Due to the high affinity of CAR-T cells to TAA, the toxicity of CAR-T cells to normal tissues after binding with TAA expressed in normal tissues is an off-target effect; This toxicity is mediated by antigen, and antibodies can be applied to block TAA in normal tissue, reduce the number of CAR-T per infusion [14], and construct cross-signaling CAR[T cell activation signal 1(CD3ζ) in CAR structure is not directly linked to the co-stimulatory signal CD28 molecule [15]or by introducing a suicide gene system [16] to prevent and treat this off-target toxicity. For example, B cell deficiency is an off-target toxicity of CAR19-T cell therapy, and B cell deficiency can cause long-term hypogammaglobulinemia, which can be replaced by gamma globulin infusion [17].

4.4. Other Side Effects

Apart from the aforementioned trio of adverse reactions, CAR-T cell therapy may also result in additional side effects, including neurotoxicity (increased intracranial pressure, seizures, consciousness disorders, etc.), toxicity to the hematological system (leukopenia, thrombocytopenia, etc.), infection, liver malfunction, abnormalities in lung function, etc.

5. Conclusion

CAR-T therapy still confronts several problems, such as variable efficacy, high incidence of side effects and expensive cost. Scientists are speeding their efforts to develop the technology of CAR-T treatment.

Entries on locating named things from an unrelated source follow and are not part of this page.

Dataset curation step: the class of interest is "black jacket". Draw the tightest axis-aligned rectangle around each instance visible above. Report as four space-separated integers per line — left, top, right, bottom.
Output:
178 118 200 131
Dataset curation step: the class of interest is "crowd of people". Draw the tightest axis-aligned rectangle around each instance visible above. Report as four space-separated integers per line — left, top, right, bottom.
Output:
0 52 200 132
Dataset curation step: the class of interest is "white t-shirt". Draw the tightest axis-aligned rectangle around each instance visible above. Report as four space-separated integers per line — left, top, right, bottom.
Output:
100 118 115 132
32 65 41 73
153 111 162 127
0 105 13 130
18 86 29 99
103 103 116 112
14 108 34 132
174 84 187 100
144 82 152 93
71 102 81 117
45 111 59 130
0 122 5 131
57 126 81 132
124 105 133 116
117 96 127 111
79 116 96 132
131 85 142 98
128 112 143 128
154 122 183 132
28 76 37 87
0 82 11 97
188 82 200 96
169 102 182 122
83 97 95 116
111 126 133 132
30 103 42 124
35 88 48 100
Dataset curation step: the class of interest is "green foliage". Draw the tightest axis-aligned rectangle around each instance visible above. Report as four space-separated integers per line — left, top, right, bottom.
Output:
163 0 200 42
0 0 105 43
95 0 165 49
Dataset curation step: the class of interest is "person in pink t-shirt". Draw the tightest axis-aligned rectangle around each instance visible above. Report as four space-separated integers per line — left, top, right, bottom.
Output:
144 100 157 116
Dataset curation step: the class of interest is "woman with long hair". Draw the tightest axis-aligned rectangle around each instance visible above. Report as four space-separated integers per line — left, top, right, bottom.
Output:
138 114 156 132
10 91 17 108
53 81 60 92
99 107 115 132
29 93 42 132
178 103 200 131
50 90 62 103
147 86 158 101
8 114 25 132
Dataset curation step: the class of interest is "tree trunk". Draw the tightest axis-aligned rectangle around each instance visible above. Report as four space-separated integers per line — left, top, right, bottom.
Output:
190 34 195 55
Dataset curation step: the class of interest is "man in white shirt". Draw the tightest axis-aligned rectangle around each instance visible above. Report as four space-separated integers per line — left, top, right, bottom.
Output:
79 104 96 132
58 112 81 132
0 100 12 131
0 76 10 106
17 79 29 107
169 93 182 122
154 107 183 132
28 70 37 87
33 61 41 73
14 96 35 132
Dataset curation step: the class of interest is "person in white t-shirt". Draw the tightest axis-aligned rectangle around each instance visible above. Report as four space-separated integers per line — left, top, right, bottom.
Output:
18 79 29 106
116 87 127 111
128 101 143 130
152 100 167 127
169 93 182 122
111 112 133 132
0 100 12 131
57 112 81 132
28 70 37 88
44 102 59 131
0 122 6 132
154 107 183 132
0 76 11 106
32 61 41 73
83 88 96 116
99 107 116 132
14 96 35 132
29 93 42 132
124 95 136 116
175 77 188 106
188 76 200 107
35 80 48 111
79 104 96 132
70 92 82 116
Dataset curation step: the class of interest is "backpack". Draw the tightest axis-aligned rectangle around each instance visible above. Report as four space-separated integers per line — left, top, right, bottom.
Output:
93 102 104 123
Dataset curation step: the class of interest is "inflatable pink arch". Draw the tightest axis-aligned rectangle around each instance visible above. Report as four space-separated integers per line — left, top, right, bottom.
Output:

CAR-T cell therapy is an emerging and promising tumor treatment that has shown clear therapeutic effects in clinical trials. Although CAR-T therapy currently presents notable side effects, it is anticipated that ongoing technological advancements and optimization of treatment protocols will effectively address these challenges. As progress continues, CAR-T cell therapy holds the potential to become a key component of cancer treatment, offering promising prospects and improved outcomes for a broader range of patients.